Tengah malam di bulan Juli, aku sedang bermain playstation sendirian. Di luar hujan deras sejak satu jam yang lalu dan tidak menunjukkan tanda-tanda akan reda. Tiba-tiba saja aku mendengar suara ketukan pintu. Aku menghentikan permainkanku sejenak untuk melihat siapa yang nekat datang tengah malam di saat hujan deras seperti ini. Betapa terkejutnya aku ketika aku melihat sosok yang kukenal—Baekhyun—datang ke rumahku dengan baju piyama bergambar kelinci yang sudah basah kuyup. Ia menunduk, tidak berani melihat wajahku. Aku bisa mendengar isakan yang keluar dari bibirnya meskipun suara hujan menenggelamkan suarannya.
"Astaga, kenapa kau datang tengah malam di saat hujan sepeti ini?! Cepat masuk dan ganti bajumu!" Aku menarik pergelangan tangannya dan mengajaknya masuk setelah aku menutup pintu. Suara gaduh di ruang keluargaku membuat ibuku dan kakak perempuanku—Park Yoora—terbangun dari tidur lelap mereka dan betapa tekejutnya ketika aku membawa Baekhyun ke dalam rumah dengan kondisi yang mengakhawatirkan. Perlu kalian ketahui, seluruh keluargaku sudah mengetahui hubunganku dengan Baekhyun dan mereka menerima kehadiran Baekhyun di sini.
"Astaga Baekhyun-ah! Bagaimana kau bisa basah kuyup begini?! Yoora-ya, tolong ambilkan pakaian kering milik Chanyeol dan handuk! Chanyeol-ah, bawa dia ke kamarmu dan suruh dia mandi air hangat. Ibu akan menyiapkan susu hangat dan memanaskan sup jagung sisa makan malam tadi." Aku dan Yoora noona langsung melakukan titah Ibu dengan segera. Aku menuntun Baekhyun ke kamarku yang terletak tidak jauh dari ruang tamu dan menyuruhnya untuk mandi. Aku masih bisa mendengar isakan yang ditahannya. Aku menyalakan water heater dan memastikan bahwa suhu airnya pas. Yoora noona datang dengan sebuah handuk kering dan satu setel piyama milikku yang sudah kekecilan.
"Kau bisa merawat Baekhyunnie, kan? Besok aku harus berangkat pagi jadi aku tidak bisa membantumu terlalu banyak." Titah Yoora noona yang kusambut dengan anggukan mantap sebelum akhirnya perempuan yang lebih tua tiga tahun dariku itu keluar dari kamarku. Aku menyerahkan handuk itu kepada Baekhyun yang sedang mengguyurkan badannya di bawah shower.

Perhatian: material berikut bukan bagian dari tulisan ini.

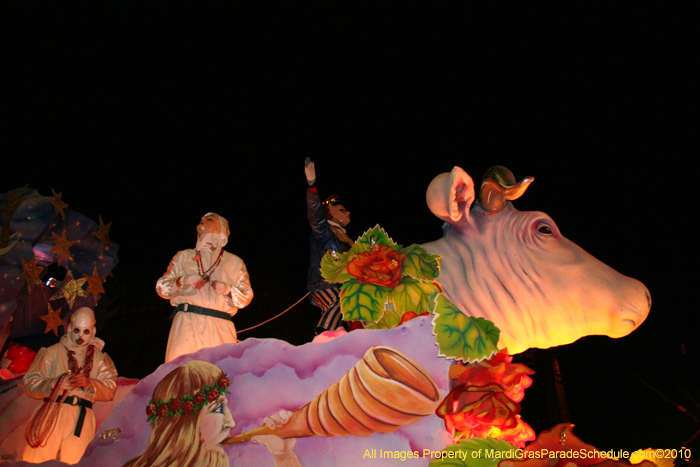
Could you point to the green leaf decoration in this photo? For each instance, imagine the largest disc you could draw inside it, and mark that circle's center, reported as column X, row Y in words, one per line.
column 380, row 237
column 390, row 319
column 411, row 295
column 419, row 264
column 459, row 336
column 489, row 328
column 336, row 270
column 475, row 452
column 432, row 300
column 364, row 302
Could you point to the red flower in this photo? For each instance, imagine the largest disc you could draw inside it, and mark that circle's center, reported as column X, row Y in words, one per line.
column 163, row 410
column 470, row 414
column 175, row 404
column 200, row 398
column 213, row 394
column 485, row 402
column 224, row 382
column 381, row 265
column 188, row 407
column 497, row 374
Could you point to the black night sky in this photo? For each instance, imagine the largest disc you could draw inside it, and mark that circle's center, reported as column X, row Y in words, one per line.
column 152, row 116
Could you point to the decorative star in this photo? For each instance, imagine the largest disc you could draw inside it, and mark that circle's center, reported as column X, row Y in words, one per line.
column 70, row 289
column 103, row 234
column 58, row 203
column 95, row 285
column 53, row 320
column 31, row 272
column 62, row 247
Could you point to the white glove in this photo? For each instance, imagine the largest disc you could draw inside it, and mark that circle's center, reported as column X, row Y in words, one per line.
column 310, row 171
column 195, row 280
column 221, row 288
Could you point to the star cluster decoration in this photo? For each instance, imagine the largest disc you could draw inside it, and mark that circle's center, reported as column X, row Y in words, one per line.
column 53, row 320
column 70, row 289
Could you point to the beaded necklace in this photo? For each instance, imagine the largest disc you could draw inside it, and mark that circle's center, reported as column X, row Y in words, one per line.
column 206, row 275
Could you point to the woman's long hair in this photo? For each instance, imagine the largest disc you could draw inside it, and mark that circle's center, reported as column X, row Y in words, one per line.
column 176, row 441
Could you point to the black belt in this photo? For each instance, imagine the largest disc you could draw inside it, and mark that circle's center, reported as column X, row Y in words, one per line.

Tak lama kemudian, Baekhyun keluar dengan handuk melilit pinggangnya. Ia menatap wajahku sendu dan kedua mataku nyaris keluar melihat keadaan Baekhyun—ada lebam di pipi kirinya dan luka sobek di sudut bibirnya, di lehernya ada bekas cekikan dan beberapa luka memar lain di tubuhnya. Bahkan kedua kakinya ada bekas cambukan di bagian tulang kering dan betisnya. Sepertinya ia baru menjadi korban kemurkaan ayahnya. Aku menyuruhnya duduk di pinggiran kasurku dan menyuruhnya berganti baju sembari aku mengambilkan kotak obat dan sup jagung serta segelas susu hangat. Baekhyun sudah berpakaian ketika aku kembali dengan kotak obat dan nampan berisi susu hangat dan sup jagung.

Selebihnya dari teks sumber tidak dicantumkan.